John Lewis has also introduced online services including nursery, home interiors advice, wine tasting and cookery courses, available via Zoom.
Last year, the partnership permanently closed eight loss-making John Lewis and seven loss-making Waitrose stores, with more closures expected in the near future.
White said in a letter to partners: “All our John Lewis stores need to be exciting places to shop, more reflective of the tastes and interests of local customers. This will require investment and we are working closely with landlords and local authorities. We are keen to play our part in the revitalisation of the high street.
“Hard as it is, there is no getting away from the fact that some areas can no longer profitably sustain a John Lewis store. Regrettably, we do not expect to reopen all our John Lewis shops at the end of lockdown, which will also have implications for our supply chain. We are currently in discussions with landlords and final decisions are expected by the end of March.”

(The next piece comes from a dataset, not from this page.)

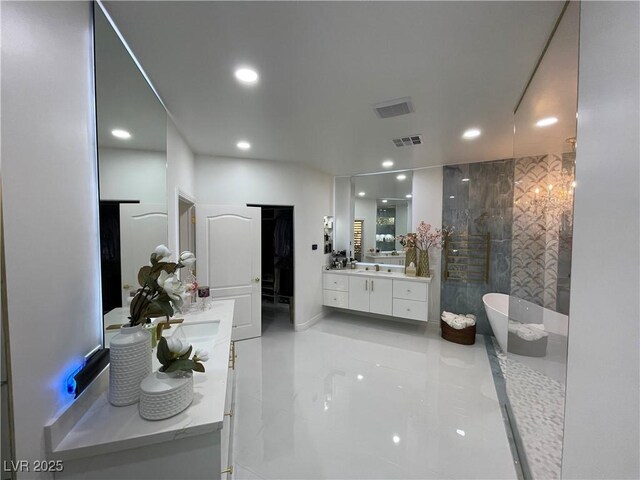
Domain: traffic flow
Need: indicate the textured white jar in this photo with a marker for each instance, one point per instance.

She added: “We are going through the greatest scale of change in the Partnership’s 156-year history. As employee-owners, we share the responsibility of securing the Partnership for future generations of customers and Partners. Difficult decisions taken now will hopefully set the course for those next generations.
“I know I am asking so much of Partners. Retail is changing fast around us. And the Partnership is adapting just as fast. What won’t change are the principles and values in which the Partnership is rooted. We have withstood our toughest test and emerged stronger. The strength of the Partnership has seen us successfully navigate the pandemic and will see us to a successful future.”